One of the biggest Broadway success stories this year was the popularity of Heidi Schreck’s What the Constitution Means to Me, which transferred to Broadway’s Hayes Theater after hit off-Broadway runs in 2018 at New York Theatre Workshop and then the Greenwich House Theater. Perhaps the success of Schreck’s overtly political play on the Great White Way suggests an appetite for more plays dealing directly with American politics in the age of Trump. Even Tony Kushner couldn’t help but update his first play A Bright Room Called Day to include references to the current presidential administration for its recent off-Broadway revival at the Public Theater. Expect more such artistic forms of political resistance in 2020, on and off-Broadway, during what may well be the most crucial election year in a generation.

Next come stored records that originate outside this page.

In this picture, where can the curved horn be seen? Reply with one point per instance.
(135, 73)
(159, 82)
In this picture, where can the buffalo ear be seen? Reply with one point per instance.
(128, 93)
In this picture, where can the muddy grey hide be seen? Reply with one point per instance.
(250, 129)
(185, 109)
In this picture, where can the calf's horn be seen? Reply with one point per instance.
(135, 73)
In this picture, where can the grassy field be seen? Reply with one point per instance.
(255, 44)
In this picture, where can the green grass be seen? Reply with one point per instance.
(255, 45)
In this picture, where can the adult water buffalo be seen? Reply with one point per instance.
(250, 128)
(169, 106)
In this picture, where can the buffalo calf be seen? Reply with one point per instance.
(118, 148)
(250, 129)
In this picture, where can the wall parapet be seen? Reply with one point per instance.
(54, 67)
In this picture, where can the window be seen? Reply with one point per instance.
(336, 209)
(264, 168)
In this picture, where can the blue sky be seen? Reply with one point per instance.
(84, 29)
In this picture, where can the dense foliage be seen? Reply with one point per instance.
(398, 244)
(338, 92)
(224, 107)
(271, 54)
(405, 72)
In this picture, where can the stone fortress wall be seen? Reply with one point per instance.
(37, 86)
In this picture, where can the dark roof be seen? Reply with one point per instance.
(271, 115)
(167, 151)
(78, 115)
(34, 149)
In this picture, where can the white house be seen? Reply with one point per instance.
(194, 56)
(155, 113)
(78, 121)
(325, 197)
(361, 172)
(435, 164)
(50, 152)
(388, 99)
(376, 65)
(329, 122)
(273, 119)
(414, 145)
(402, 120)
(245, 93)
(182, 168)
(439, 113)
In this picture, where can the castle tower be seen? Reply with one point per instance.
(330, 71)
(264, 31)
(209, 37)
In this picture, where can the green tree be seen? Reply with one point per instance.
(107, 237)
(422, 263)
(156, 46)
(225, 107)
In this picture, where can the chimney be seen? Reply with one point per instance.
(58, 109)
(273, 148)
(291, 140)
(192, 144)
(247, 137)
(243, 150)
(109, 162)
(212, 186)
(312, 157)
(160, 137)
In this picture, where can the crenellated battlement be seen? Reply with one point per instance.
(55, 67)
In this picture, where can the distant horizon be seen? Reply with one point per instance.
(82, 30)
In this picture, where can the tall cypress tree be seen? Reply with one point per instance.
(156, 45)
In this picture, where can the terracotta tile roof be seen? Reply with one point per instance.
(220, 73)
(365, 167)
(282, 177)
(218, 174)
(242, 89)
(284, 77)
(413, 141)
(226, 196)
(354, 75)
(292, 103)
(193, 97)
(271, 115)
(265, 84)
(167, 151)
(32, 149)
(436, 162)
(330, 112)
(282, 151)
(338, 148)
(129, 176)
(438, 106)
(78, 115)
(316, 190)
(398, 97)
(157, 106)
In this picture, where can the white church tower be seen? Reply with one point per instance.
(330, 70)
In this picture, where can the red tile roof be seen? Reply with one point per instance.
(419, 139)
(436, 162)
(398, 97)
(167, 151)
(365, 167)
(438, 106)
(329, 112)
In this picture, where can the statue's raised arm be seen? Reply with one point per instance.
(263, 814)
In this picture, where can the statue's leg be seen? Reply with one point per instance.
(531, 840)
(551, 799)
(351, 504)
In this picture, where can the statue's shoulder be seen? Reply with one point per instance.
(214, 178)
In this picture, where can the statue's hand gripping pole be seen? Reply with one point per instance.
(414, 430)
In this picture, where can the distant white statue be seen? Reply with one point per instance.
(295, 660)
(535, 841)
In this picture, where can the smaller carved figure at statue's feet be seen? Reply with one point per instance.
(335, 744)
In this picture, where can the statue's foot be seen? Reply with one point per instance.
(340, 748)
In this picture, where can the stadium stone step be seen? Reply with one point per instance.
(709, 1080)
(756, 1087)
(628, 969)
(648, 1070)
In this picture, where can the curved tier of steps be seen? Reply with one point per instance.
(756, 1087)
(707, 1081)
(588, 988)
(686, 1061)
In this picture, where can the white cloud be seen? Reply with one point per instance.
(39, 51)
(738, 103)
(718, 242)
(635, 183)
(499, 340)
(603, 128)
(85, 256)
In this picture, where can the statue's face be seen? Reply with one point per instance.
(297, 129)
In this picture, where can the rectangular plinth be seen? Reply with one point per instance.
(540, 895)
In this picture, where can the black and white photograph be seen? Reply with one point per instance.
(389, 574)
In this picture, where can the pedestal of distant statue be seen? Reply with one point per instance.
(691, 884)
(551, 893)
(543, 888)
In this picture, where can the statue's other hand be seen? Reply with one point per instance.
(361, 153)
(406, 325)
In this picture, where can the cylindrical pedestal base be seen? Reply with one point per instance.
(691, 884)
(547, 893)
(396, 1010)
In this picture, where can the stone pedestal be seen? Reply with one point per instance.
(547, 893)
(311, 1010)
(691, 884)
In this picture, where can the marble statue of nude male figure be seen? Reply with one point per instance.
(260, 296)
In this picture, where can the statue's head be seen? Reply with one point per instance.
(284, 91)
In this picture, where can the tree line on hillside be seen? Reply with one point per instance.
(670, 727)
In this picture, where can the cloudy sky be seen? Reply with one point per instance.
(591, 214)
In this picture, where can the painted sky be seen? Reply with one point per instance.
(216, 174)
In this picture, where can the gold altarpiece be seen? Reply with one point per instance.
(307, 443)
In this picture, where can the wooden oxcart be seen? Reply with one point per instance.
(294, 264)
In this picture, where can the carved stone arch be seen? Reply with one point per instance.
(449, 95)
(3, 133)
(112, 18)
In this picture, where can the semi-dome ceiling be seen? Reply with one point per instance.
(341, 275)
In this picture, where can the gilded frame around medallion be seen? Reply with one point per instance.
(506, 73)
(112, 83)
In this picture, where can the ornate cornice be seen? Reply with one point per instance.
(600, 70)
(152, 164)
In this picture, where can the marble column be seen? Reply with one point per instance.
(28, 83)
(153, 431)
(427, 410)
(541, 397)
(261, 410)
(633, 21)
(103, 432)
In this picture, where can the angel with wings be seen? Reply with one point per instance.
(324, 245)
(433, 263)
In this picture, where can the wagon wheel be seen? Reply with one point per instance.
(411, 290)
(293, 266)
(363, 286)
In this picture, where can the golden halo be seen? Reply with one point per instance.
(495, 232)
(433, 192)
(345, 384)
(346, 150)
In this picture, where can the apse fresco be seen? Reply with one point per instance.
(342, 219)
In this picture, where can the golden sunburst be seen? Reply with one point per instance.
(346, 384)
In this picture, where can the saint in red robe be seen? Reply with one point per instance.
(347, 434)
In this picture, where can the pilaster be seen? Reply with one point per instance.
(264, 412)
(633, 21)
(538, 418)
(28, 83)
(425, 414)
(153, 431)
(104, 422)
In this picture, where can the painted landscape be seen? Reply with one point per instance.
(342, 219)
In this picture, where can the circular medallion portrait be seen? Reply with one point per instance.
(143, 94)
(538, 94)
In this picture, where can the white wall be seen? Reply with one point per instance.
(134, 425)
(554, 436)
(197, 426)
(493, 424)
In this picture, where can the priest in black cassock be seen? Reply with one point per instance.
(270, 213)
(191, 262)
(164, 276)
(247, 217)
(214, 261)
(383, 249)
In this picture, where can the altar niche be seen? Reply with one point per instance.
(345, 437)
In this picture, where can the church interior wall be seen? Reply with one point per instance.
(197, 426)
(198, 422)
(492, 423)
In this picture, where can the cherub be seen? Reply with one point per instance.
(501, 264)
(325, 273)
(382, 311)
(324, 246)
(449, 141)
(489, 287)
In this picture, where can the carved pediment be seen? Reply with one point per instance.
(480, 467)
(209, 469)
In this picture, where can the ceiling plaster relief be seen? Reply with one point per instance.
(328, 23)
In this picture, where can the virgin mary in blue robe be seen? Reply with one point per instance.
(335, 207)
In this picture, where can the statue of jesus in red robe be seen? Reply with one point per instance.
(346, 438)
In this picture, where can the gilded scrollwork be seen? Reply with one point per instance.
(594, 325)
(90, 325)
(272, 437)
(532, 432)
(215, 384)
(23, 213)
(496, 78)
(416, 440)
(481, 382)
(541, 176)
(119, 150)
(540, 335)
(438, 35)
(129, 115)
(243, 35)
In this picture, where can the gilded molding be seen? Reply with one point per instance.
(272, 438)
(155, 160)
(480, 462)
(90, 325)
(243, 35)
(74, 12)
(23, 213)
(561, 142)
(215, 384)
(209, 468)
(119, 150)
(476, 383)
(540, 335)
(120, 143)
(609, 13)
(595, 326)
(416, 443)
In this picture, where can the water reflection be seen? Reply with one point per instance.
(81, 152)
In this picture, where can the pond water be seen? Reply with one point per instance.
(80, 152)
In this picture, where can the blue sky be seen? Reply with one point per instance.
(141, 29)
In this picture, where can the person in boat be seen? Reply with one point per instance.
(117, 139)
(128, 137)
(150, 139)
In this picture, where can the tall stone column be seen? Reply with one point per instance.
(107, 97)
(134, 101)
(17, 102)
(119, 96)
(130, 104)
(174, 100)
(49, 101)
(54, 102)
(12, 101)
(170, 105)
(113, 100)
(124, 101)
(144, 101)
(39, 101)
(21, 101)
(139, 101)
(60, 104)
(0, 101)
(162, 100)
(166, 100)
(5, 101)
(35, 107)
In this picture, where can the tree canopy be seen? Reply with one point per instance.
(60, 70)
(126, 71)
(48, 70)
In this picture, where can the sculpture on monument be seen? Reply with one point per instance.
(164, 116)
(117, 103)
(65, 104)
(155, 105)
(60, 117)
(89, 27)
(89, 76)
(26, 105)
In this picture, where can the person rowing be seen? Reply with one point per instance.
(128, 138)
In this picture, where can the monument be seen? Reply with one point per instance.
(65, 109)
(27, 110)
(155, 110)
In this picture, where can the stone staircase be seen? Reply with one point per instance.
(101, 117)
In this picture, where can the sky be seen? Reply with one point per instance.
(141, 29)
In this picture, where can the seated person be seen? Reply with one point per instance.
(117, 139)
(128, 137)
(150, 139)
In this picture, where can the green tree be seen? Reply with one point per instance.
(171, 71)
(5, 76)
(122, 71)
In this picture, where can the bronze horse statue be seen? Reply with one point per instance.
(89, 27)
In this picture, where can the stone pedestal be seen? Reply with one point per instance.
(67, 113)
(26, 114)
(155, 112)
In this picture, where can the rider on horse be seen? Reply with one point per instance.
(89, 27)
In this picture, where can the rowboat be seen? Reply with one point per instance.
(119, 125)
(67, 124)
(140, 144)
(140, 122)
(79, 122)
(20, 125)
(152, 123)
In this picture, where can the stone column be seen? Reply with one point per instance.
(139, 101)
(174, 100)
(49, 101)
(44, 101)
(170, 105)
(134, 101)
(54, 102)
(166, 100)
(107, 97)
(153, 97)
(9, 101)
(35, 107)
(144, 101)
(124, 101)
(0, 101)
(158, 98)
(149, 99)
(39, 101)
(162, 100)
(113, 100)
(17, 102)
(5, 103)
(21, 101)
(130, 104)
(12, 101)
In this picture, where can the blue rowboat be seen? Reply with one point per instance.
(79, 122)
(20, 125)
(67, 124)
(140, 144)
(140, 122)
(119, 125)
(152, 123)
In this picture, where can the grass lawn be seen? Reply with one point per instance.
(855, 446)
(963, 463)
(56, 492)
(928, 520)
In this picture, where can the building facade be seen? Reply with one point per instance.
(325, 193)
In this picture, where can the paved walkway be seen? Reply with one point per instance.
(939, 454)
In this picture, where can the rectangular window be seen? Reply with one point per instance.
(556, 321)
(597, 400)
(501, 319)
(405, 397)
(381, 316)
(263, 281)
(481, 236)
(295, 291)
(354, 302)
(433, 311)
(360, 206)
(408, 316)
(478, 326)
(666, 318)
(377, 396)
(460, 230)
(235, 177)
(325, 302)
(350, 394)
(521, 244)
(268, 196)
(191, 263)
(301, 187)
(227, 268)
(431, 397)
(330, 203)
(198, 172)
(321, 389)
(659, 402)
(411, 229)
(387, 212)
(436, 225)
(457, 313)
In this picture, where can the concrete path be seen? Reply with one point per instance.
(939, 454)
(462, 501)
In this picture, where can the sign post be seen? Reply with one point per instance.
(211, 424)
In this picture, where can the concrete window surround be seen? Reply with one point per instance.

Older Audiences Will Get More Variety in the Stories About Them
When Bess Wohl’s Broadway-bound play Grand Horizons debuted at Williamstown Theatre Festival this past summer, Wohl overheard some very telling ladies room talk: “Finally, a play for us that’s not about Alzheimer’s.” Grand Horizons — which tells the story of a couple deciding to divorce after 50 years of marriage — began its Broadway run December 23, and I predict other playwrights will catch onto this hunger within Broadway’s primary demographic and start exploring other sides of the Baby Boomer generation. And we can all get excited for that day to come — because great roles for older actors, means beautiful performances from theater legends.
MJ the Musical Will Be a Big Hit
I’ve previously written that the Broadway-bound Michael Jackson jukebox musical faced more of a threat from its creative process than from audience boycotts — that if Don’t Stop ‘Til You Get Enough ever made it to Broadway, it would immediately rake in millions in ticket sales. Well, now that the show (which has been rebranded MJ) has booked the Neil Simon Theatre and cast its leading man, it seems poised to become one of the big hits of 2020. Too many people have fond memories of Jackson’s music to be deterred by persistent allegations concerning the pop star’s history of sexual abuse (no matter how damning), and plenty of fans have raised doubts about the veracity of those claims. Should MJ do as well at the box office as I expect, it will offer further proof that what the Twitterati declares “canceled” is rarely ever purged from the actual culture.